Ma non solo fichi secchi. Infatti, canestri di fichi freschi prendevano la via di numerose abitazioni di gente bisognosa (assieme ad altri ristori). E c’era più di uno che a prima mattina (quando l’aria era fresca e i fichi sull’albero non erano stati ancora baciati dal sole) andava liberamente a saziarsi di quel frutto delizioso ed “eterno” come afferma Vito Maida nelle sue poesie. I fichi del Paradiso terrestre! Per fortuna che gli alberi di fichi erano e sono tuttora più generosi degli uomini! A volte fino ad autunno inoltrato (come appunto diceva Vito). Come i pomodori che, un anno, ricordo, abbiamo mangiato dalla pianta fin sotto Natale! Eden Calabria, Natura generosa!


Ricordo che alcune famiglie (come quella dei miei amici Franco e Vincenzo Serrao) affittavano, di anno in anno, talune piante di fichi bianchi.

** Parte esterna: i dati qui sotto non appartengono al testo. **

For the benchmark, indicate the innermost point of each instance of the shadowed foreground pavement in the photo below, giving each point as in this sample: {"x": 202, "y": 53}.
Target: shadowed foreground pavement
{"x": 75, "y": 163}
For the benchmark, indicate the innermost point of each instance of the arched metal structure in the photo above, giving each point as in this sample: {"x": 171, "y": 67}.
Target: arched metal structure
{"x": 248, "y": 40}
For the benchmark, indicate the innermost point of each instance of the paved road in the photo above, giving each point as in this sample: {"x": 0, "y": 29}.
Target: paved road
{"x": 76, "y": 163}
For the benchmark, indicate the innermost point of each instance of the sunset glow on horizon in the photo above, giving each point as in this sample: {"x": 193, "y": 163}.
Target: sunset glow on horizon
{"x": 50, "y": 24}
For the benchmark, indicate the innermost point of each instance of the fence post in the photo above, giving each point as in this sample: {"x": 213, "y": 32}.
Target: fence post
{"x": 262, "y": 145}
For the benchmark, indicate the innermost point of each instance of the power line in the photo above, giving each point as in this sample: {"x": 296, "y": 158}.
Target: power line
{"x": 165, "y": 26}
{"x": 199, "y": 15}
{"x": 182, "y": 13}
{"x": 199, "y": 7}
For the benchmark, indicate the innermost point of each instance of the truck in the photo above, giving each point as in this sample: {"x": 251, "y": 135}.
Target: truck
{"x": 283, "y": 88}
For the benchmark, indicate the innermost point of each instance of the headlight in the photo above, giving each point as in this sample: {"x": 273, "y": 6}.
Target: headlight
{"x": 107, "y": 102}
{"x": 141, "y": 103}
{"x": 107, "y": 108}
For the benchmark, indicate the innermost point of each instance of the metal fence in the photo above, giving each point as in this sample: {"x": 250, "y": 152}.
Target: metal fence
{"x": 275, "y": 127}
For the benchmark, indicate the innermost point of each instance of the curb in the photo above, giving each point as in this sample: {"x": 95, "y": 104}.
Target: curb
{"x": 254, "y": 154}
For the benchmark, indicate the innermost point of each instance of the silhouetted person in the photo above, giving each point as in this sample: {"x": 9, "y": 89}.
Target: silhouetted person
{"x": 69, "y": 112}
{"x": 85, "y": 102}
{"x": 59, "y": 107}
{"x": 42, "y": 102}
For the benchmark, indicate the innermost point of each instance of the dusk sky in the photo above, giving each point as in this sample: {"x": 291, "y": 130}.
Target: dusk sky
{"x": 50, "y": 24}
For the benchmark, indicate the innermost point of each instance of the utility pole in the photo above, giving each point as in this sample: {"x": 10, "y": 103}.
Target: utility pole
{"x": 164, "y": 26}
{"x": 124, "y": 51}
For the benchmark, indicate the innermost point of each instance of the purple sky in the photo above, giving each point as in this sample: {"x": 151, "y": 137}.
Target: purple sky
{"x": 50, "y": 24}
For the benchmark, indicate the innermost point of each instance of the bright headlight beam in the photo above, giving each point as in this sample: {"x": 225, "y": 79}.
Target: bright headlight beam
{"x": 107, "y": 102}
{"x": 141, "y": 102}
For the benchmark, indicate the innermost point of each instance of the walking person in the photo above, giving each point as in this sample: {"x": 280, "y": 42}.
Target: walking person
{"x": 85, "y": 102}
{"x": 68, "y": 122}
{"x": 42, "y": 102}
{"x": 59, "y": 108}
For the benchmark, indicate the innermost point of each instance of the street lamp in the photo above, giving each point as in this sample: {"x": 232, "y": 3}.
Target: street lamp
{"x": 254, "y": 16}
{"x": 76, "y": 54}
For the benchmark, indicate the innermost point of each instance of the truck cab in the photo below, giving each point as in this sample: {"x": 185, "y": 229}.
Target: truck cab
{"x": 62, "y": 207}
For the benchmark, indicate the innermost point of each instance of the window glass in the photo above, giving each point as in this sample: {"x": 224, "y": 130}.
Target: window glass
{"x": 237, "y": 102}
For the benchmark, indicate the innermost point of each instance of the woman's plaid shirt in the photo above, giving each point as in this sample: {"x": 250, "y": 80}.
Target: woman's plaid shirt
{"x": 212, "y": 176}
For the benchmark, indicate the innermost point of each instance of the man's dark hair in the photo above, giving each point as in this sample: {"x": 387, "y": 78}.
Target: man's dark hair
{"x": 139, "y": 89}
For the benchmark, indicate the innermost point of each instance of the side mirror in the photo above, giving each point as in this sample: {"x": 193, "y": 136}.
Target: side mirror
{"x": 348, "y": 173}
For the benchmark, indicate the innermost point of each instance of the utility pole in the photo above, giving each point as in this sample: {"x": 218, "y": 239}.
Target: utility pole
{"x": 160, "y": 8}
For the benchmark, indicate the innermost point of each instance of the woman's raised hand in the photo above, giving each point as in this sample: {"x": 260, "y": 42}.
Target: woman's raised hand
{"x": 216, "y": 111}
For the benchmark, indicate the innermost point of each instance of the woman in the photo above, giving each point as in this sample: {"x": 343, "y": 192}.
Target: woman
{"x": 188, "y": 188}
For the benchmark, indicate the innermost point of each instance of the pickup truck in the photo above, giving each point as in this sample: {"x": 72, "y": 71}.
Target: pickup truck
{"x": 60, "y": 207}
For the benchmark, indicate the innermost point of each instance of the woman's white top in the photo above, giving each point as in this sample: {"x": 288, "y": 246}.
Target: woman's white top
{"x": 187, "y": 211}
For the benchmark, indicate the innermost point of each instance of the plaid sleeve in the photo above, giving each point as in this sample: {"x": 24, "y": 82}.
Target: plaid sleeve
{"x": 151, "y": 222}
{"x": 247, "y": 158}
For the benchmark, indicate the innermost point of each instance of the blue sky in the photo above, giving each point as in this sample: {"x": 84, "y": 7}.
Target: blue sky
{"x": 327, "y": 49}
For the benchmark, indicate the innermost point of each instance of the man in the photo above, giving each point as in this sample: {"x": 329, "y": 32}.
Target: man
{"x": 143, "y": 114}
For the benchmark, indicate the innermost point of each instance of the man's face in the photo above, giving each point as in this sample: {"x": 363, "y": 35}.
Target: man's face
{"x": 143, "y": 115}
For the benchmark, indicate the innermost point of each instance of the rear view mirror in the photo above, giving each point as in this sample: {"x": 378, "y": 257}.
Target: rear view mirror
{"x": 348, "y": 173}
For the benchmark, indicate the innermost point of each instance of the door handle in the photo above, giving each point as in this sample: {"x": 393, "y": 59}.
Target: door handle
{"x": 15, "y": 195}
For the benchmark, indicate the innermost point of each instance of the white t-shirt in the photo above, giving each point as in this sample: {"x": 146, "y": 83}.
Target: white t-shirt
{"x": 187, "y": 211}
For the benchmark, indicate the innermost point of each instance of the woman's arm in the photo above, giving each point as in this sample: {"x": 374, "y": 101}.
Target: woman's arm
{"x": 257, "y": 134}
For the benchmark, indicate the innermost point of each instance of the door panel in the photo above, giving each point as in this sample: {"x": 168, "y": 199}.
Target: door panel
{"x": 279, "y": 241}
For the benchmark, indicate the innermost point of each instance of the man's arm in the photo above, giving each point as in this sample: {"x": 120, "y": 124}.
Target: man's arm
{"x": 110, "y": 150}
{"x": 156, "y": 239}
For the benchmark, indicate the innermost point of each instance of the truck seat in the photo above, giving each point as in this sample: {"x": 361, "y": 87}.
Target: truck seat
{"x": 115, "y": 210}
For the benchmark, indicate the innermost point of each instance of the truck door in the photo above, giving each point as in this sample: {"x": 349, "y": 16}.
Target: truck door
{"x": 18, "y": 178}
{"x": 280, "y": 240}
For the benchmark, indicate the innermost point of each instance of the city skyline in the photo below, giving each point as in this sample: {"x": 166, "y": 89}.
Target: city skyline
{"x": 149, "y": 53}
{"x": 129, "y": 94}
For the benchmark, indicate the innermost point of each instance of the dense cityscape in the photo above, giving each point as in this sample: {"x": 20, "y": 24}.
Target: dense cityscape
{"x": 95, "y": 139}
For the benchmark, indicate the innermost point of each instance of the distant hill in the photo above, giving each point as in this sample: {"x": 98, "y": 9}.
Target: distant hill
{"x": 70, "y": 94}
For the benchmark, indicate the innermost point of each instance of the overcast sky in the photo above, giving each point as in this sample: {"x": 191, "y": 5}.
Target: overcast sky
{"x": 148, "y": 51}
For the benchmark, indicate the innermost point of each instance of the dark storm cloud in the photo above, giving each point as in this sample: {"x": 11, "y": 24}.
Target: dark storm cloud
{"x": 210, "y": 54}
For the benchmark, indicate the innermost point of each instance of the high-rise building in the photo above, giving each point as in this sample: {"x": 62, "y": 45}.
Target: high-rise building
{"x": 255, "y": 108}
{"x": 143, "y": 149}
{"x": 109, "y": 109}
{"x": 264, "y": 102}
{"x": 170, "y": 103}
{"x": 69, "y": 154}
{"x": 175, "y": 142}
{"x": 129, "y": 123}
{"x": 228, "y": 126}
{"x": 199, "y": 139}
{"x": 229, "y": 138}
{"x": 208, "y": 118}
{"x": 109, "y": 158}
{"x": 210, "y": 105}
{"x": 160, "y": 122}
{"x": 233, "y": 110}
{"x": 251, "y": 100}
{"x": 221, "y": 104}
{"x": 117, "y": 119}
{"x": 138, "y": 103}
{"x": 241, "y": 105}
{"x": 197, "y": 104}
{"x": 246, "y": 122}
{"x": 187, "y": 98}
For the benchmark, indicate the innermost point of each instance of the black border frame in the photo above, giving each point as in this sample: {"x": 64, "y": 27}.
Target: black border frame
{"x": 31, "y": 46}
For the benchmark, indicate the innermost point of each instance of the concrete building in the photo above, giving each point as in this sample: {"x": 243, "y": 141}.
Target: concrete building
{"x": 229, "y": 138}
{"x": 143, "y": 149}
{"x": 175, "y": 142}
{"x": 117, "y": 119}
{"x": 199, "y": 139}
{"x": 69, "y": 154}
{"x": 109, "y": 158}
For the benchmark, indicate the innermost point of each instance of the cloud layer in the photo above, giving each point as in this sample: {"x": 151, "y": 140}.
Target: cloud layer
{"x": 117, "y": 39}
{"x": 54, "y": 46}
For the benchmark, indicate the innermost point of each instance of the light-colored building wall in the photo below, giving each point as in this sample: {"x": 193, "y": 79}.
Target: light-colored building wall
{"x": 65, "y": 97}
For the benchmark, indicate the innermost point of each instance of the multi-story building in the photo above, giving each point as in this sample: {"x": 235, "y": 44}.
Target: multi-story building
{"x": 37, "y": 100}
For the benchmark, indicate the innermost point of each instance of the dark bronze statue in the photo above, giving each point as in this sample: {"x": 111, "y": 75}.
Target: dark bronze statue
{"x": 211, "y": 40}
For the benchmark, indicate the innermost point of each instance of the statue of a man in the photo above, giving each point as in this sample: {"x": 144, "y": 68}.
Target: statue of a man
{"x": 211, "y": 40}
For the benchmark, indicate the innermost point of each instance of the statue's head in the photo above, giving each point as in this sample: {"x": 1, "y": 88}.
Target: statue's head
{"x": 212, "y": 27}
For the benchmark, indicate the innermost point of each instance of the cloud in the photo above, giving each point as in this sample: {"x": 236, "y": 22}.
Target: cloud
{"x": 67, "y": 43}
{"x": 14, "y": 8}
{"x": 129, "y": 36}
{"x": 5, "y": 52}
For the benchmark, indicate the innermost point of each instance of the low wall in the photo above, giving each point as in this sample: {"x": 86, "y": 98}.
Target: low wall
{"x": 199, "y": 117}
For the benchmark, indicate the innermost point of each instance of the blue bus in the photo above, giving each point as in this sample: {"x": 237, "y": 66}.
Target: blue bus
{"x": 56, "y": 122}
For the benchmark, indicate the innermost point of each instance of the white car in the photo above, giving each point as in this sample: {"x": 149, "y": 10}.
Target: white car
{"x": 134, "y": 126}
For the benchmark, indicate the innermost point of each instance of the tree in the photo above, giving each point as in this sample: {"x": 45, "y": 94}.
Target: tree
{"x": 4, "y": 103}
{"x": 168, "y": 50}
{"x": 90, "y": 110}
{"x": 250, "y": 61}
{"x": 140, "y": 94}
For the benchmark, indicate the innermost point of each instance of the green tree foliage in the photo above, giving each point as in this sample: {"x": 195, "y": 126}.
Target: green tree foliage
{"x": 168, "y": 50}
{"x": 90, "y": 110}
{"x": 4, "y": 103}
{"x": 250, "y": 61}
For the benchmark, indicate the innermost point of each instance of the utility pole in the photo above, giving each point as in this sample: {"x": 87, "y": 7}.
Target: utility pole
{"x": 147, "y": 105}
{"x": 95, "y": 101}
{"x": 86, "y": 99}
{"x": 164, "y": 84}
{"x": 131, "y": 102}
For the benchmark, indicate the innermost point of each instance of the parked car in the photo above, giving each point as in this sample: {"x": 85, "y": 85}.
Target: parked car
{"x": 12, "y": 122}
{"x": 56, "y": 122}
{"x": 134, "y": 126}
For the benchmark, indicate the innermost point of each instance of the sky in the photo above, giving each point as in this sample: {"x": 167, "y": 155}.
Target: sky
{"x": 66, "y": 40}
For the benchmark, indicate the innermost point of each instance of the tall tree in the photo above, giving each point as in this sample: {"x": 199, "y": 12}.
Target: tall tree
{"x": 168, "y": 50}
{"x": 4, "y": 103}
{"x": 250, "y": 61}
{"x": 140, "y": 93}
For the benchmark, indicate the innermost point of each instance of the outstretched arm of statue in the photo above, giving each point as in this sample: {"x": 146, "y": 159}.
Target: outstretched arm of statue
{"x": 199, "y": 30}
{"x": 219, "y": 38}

Ed era bello vedere innumerevoli “cannizze” che facevano seccare al sole i fichi tagliati a metà per il fabbisogno invernale, come merenda o come sfizio, per alcuni anche per smorzare la fame.
Ancora oggi, caro Tito, mi chiedo se è valsa la pena tutto questo (falso) progresso che però ci ha tolto non soltanto i sapori, i profumi e il significato di tanti cibi, come i fichi freschi e secchi, ma gran parte della nostra purezza e autenticità. Pur nella fame e nella frugalità, eravamo sicuramente più veri. Certamente più felici di adesso. Ecco il perché di questo mio elogio dei nostri fichi secchi e del nostro peperoncino, così come di altri prodotti agricoli che hanno esaltato la nostra infanzia. E noi non ci rendevamo conto di questo paradiso, tanto era spontaneo e ovvio ricevere dalla Natura questi impareggiabili e preziosi doni.


3 – SKJOKKA E FIKA DA BADOLATO E DA REGGIO
Caro Tito, voglio qui evidenziarti la gioia che recentemente mi hanno dato due miei cari amici, uno di Badolato e l‘altro di Reggio Calabria, i quali mi hanno spedito per posta un assaggio di fichi secchi da loro stessi raccolti e confezionati a “skjokka” (a pila) come si faceva una volta. Fichi secchi della stagione estiva 2020 appena trascorsa.


4 – FICHI SECCHI DI EDEN CALABRIA
Ormai il peperoncino di Calabria (in particolare quello vero o presunto di Soverato) è universalmente conosciuto come anche la ‘Nduja. E ci caratterizza ovunque. Dire Calabria o calabrese significa automaticamente peperoncino e ‘Nduja agli occhi dei più. Vorrei che questa caratteristica possa valere pure per i “Fichi di Calabria” se la Regione o il Ministero dell’Agricoltura si attivassero per ripristinare un’eccellenza non soltanto alimentare. Forse sarebbe meglio se, al posto delle merendine industriali, venissero dati per merenda ai bambini e ai ragazzi proprio i fichi secchi di una volta, agevolando l’impianto di nuovi alberi di qualità selezionata. Penso che parecchi giovani tornerebbero alla terra dei loro nonni e bisnonni per produrre questa ed altre delizie di “Eden Calabria”.


5 – SALUTISSIMI
Caro Tito, non mi stancherò mai di sollecitare istituzioni, associazioni e persone a concepire e realizzare un << Progetto Calabria >> che si avvalga delle migliori peculiarità del nostro popolo e del nostro territorio, anche come storia multi-millenaria. Ed insisto ancora e sempre (dal 1983) con la denominazione di CALABRIA PRIMA ITALIA da dare all’Ente Regione, pure come riferimento ai più antichi valori che hanno reso questa terra così importante da essere una delle più meritevoli nella Storia dell’Umanità. Ma ciò, purtroppo, è sconosciuto ai più. Quindi, pregherei Scuola e Organi della più diversa informazione a dare gli elementi di un migliore e maggiore orgoglio calabrese basato su questi valori fondanti.


di Domenico Lanciano
Agnone del Molise (terra di esilio), giovedì 03 dicembre 2020 ore 03,25 (le foto che non sono mie sono state prese dal web).